El país avanzaba, por primera vez en su historia —descontando el breve periodo maderista— a una consolidación democrática, aunque el alto nivel de expectativas sobre el desempeño de esos gobiernos y la exigencia de resultados en su gestión, terminaron por desgastar y cobrar factura a los partidos y gobiernos de la transición democrática, a lo cual se sumaron otros factores, como el ascenso —tanto en México como en buena parte de Latinoamérica y el mundo— de movimientos demagógico-populistas, de derecha y, principalmente, de izquierda.

Ciertamente, en esos gobiernos se presentaron diversas oportunidades perdidas, así como falta de reflejos políticos y otras fallas que les impidieron estar a la altura de los desafíos que la transición implicaba. Para muchos, una crítica esencial es que las condiciones estructurales permanecieron, a pesar de la renovación y rotación de un nuevo personal político, y no se profundizó en medidas necesarias de justicia social.
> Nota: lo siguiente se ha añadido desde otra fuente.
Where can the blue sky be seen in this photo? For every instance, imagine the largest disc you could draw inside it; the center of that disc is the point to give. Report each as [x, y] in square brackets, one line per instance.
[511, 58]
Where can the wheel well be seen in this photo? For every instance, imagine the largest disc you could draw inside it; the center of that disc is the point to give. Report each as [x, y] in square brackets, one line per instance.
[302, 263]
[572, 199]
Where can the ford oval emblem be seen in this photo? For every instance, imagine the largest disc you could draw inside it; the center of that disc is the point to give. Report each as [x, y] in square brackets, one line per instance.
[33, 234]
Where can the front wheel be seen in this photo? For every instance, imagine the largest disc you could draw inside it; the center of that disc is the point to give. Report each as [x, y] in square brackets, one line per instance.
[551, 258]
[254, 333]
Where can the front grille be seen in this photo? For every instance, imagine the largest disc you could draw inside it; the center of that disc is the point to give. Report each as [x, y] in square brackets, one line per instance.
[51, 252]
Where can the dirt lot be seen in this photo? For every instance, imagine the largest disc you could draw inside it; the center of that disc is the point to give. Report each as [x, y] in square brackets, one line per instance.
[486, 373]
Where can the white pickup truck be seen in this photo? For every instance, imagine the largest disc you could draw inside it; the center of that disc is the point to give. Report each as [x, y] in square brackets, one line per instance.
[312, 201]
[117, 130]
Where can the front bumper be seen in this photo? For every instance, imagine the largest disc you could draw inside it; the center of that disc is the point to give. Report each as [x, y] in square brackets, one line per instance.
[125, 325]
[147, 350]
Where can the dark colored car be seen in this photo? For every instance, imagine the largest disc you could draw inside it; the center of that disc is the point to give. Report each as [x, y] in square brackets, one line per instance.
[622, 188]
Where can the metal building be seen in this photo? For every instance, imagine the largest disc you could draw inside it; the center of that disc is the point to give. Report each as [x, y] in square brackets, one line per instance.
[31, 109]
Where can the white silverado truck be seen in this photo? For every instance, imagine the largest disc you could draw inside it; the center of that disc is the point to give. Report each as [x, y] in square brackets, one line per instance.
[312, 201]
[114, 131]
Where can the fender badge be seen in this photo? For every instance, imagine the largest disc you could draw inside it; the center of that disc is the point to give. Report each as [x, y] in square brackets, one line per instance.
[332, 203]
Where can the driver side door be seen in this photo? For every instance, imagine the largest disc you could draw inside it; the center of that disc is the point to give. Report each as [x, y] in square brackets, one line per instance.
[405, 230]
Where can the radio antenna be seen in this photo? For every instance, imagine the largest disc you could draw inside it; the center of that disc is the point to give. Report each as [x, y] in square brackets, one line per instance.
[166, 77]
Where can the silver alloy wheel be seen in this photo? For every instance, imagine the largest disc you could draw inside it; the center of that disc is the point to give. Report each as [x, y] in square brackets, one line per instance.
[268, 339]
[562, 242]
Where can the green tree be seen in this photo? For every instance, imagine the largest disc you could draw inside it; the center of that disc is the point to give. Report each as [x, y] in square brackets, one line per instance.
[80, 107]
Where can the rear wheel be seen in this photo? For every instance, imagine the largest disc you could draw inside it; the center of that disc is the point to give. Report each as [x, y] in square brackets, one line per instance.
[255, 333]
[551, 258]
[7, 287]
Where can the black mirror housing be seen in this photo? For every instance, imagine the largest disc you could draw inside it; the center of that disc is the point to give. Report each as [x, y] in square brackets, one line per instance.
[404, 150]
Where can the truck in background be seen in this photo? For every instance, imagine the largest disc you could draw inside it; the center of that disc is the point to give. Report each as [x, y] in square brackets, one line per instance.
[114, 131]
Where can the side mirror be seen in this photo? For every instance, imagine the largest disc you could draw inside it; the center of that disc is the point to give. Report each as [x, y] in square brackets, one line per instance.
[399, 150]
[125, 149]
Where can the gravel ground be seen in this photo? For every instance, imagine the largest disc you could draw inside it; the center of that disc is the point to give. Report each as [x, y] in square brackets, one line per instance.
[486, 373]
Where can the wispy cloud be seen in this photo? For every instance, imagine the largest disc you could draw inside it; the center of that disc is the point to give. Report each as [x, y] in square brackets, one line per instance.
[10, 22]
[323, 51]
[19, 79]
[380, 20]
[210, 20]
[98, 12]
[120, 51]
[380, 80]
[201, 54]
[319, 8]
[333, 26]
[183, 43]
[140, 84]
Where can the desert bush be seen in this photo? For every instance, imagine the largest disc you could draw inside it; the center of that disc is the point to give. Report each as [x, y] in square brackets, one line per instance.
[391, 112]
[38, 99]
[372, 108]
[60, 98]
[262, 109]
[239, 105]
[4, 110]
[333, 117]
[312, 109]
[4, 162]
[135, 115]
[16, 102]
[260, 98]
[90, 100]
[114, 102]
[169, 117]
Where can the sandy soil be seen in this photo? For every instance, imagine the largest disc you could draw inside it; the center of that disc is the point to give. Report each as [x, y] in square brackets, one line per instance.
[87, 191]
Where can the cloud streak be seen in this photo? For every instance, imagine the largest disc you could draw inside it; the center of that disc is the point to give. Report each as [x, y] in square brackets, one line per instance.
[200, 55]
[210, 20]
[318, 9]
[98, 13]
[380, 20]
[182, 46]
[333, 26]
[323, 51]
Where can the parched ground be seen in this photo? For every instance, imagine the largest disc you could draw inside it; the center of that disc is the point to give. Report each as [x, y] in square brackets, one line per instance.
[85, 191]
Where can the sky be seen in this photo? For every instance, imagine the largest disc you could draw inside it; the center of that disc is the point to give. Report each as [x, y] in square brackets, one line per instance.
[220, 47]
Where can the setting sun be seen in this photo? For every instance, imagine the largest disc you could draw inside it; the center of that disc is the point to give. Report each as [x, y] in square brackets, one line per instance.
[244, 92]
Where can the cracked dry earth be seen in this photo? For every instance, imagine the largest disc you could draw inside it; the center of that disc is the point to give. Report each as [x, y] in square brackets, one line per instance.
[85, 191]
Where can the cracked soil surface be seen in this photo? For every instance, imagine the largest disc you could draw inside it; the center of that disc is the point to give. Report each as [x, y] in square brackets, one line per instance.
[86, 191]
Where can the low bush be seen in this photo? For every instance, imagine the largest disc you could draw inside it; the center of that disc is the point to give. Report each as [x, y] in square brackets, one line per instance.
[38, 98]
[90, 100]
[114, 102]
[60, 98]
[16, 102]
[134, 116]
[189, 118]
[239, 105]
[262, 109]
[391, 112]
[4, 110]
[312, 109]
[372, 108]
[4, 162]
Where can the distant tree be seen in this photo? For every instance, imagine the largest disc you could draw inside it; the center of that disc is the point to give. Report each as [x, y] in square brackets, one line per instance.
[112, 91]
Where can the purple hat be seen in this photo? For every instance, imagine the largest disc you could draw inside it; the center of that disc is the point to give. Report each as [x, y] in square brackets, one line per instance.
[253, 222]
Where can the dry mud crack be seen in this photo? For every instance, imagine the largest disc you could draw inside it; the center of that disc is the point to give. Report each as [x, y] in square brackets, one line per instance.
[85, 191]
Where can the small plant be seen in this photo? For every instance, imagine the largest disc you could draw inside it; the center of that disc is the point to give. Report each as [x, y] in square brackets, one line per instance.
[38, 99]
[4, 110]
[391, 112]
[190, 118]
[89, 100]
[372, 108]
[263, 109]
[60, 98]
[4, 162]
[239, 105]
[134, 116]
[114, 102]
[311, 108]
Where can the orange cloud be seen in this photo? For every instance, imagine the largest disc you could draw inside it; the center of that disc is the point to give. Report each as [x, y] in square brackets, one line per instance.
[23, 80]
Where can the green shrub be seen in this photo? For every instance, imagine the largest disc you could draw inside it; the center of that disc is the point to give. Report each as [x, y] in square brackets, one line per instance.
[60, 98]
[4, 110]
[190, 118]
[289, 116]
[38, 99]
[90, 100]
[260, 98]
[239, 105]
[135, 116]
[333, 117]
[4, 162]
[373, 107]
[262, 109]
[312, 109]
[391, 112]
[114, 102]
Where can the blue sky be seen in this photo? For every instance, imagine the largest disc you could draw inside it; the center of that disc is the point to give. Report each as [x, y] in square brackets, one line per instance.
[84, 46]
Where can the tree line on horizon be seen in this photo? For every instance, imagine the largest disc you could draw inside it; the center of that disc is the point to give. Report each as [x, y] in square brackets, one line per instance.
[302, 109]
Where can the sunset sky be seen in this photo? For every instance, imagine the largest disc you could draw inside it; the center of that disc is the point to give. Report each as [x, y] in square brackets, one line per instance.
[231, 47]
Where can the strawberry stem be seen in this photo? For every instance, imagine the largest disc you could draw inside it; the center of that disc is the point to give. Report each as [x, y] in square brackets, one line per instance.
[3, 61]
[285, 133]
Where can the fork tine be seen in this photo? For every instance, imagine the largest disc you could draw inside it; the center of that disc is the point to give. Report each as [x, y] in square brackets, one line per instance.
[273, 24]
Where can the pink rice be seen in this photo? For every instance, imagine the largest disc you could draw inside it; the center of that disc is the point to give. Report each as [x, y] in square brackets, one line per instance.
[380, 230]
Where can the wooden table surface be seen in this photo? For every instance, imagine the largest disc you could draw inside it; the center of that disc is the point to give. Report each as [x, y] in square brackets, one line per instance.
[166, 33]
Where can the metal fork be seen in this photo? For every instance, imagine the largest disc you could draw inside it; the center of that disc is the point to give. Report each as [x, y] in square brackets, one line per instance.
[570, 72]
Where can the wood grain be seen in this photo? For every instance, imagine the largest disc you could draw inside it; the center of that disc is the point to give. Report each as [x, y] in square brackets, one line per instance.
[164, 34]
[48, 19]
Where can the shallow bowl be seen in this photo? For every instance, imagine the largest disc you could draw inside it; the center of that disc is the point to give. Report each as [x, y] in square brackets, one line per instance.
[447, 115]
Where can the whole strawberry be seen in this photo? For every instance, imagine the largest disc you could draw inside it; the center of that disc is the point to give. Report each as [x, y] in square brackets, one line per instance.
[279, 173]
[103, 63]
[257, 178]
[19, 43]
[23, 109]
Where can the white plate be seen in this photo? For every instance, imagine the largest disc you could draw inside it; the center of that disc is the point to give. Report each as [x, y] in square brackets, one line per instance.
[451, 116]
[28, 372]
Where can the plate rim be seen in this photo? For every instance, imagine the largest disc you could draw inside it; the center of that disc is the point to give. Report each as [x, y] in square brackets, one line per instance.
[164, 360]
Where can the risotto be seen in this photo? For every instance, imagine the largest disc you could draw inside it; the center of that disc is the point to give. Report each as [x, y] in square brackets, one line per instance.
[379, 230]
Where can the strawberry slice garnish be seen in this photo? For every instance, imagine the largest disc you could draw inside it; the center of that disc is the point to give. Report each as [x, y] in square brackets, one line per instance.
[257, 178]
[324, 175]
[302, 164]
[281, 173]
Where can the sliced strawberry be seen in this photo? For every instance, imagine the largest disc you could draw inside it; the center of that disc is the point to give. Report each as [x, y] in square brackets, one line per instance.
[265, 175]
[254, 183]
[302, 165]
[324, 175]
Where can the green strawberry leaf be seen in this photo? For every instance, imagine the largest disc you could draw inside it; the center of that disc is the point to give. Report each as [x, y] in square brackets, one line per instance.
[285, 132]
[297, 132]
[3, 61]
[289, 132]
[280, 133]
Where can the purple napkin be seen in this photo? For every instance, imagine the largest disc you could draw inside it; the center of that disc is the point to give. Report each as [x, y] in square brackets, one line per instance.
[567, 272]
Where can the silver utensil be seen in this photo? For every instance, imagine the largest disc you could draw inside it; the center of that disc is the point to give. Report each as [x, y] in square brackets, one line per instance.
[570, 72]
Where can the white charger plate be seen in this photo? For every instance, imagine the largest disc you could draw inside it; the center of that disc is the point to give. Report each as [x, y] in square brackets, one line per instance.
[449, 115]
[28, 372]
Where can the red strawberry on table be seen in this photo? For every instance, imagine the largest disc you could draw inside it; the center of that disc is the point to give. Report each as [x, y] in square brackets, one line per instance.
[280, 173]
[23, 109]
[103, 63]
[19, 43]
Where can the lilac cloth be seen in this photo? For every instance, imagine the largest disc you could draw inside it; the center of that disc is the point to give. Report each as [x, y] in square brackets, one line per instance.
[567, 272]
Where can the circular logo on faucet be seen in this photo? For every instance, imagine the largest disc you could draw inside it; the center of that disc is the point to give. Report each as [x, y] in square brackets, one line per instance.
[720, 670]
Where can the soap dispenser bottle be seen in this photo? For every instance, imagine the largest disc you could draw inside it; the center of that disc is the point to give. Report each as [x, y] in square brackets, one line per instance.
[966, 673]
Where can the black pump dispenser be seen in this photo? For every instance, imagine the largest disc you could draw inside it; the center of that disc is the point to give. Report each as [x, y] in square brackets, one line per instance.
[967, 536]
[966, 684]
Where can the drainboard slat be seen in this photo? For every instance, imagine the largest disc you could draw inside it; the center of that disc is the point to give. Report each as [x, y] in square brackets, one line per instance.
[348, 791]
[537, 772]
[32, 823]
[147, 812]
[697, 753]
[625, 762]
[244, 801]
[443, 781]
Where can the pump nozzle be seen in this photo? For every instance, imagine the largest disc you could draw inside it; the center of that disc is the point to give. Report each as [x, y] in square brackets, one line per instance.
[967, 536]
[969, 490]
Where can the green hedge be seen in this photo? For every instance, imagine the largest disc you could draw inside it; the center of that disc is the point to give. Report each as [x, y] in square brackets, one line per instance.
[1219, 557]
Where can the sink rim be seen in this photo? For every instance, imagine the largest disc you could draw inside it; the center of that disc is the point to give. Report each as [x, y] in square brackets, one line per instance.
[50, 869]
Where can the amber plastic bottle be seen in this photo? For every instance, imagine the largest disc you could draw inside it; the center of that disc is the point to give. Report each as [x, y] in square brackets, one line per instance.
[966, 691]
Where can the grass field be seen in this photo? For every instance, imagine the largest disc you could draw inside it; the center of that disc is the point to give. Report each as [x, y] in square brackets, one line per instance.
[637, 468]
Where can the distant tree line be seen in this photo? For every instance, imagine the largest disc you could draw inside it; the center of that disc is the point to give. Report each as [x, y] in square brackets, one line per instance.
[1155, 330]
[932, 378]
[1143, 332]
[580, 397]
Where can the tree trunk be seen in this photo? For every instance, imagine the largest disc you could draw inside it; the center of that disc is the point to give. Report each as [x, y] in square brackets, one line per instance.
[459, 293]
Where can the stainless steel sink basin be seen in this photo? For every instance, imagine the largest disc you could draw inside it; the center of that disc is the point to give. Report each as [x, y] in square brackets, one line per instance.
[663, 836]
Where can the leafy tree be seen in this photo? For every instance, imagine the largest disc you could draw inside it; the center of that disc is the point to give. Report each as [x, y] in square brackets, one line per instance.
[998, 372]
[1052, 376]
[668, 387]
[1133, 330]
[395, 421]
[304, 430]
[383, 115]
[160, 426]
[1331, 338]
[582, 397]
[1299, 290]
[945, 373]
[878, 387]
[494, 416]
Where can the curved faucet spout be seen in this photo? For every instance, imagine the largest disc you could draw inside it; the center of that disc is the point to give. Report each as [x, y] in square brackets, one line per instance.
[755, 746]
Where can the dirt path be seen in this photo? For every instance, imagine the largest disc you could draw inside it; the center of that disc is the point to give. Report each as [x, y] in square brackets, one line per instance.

Sea como fuere, son indudables los avances que se consiguieron entre los gobiernos de Ernesto Zedillo y Felipe Calderón. Al cumplirse apenas un cuarto de siglo de aquel suceso, hoy el panorama es radicalmente distinto, contrastante y desalentador. La multiplicación de los errores políticos y la alta incidencia de casos de corrupción durante el periodo 2012-2018, llevaron al triunfo electoral de una alternativa de corte populista que, desde el inicio, mostró sus intenciones de desmontar el legado de los gobiernos previos, haciendo tabula rasa de sus aciertos y errores. El resultado: hoy la economía está peor que entonces; la inseguridad y el avance de las organizaciones criminales es cada vez más alarmante; las prácticas patrimonialistas no se erradicaron; la corrupción ha aumentado; y se ha desmantelado paulatinamente una institucionalidad que, a pesar de sus defectos, estaba mejor edificada para atender los problemas sociales. Y, desde luego, lo más grave: la demolición del Estado de derecho y la democracia constitucional pluralista que tanto trabajo costó edificar. Es, pues, un retorno del péndulo hacia el polo autoritario.